O banheiro principal da Casa Grande até possuía um chuveiro moderno, mas como não havia rede elétrica passando pelo sítio, a boa e velha combinação de balde com água quente e uma vasilha era ideal para manhãs mais frias como aquela. O toque ardente na ferida aberta em suas costas causou-lhe certo incômodo, ainda assim, Pedrinho não teve pressa. Apenas deixou que a água escorresse demoradamente da testa aos calcanhares, limpando seu corpo de toda aquela lama e sangue.

Os olhos fechados não lhe permitiram ver o pequeno vulto passando pela porta do banheiro.

Terminado o banho, Pedrinho, vestindo apenas uma bermuda dada por Dona Benta, sentou-se à sala para que fosse tratado de seu ferimento. O unguento que ela aplicou em suas costas era ardido e tinha um forte cheiro de álcool. Contudo, uma vez que Dona Benta começou a cobri-lo com gaze, a ardência foi pouco a pouco dando lugar a uma agradável sensação de formigamento.

- Agora a gente já pode ir embora, Dona Benta. - disse Pedrinho, temeroso. - A gente precisa ir, antes que fique escuro. Eu não vi nenhum peão trabalhando hoje. Acho que todos eles tão lá com a Tia'Nastácia.

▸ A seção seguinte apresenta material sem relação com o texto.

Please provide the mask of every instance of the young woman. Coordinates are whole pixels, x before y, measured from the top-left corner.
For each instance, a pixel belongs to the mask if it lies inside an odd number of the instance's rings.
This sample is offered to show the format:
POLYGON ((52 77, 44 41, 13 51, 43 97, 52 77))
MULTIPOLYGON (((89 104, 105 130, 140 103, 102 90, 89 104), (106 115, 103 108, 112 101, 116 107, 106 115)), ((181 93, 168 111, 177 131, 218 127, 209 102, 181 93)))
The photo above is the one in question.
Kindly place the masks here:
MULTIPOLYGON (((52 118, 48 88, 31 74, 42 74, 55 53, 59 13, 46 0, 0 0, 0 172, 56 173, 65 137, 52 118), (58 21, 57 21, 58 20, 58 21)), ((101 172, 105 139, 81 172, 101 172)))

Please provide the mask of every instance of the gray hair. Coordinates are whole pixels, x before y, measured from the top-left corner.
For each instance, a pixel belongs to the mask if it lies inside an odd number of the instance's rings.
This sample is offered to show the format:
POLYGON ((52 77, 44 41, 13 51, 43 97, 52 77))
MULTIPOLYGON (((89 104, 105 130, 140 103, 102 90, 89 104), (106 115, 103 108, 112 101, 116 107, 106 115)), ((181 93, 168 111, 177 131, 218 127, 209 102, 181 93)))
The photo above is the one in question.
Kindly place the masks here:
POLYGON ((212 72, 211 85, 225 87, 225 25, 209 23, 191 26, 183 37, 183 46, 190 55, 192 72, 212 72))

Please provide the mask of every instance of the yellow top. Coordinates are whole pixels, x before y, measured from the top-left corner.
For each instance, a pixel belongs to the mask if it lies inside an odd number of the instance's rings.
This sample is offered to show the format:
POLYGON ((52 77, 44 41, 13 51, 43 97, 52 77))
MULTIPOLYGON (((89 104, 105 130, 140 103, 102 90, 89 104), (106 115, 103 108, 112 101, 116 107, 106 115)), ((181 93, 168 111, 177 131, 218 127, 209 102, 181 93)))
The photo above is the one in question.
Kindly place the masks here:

- Nós vamos embora, Pedrinho. - afirmou Dona Benta. - Hoje ainda, assim que a Lúcia tiver condições de subir na carroça. Vamos subir e ir voando pra Montes Calmos, só nós três. Vamos contar pra todo mundo o que aconteceu.

- Mas o Barnabé tentou fazer isso...

- Dessa vez a Emília não tá aqui. O poder que a Anastácia tinha sobre essa casa não existe mais, graças a você. Dessa vez, eles vão me escutar. E o que aconteceu com o pobre do Barnabé não vai ficar impune.

Foi preciso que Pedrinho estivesse livre das dores que lhe afligiam o corpo. Foi preciso que estivesse em paz. Foi preciso o breve instante que seguiu as palavras de Dona Benta, para que Pedrinho escutasse, em meio àquele silêncio ensurdecedor, a ausência da voz de seu amigo.

Barnabé estava morto.

O choro irrompeu de uma só vez pelos olhos exaustos do menino. Aos soluços, Pedrinho apenas se deixou envolver pelo abraço apertado de Dona Benta, extravasando contra os ombros da senhorinha todo o pranto contido das últimas horas. Barnabé se fora, para sempre, e por mais que quisesse não podia deixar de se sentir culpado por isso.

- Chora, meu filho, pode chorar... - acalentava-o Dona Benta. - Vai ficar tudo bem, eu prometo.

Pedrinho não saberia dizer quantos minutos passou chorando no colo de Dona Benta, mas foram muitos. Já não tinha mais lágrimas para chorar quando ela afastou-o delicadamente e, fitando seus olhos inchados, perguntou:

- Pronto, tá se sentindo melhor?

Pedrinho balançou a cabeça. Sentia-se verdadeiramente aliviado.

- Que bom. Agora vou preparar uma comidinha pra você e pra Lucinha, que já passou da hora. Nem café da manhã tomaram!

- Eu vou ficar lá em cima com a Narizinho.

- Boa ideia. Assim que ela acordar, me avisa, tá bom?

- Tá bom.

Dona Benta beijou-lhe a testa e dirigiu-se a cozinha. Pedrinho respirou fundo, vestiu a camiseta que ela trouxera (estava quentinha e perfumada como se tivesse acabado de sair do varal) e seguiu até a escada.

Ao pôr o primeiro pé no degrau, contudo, estacou.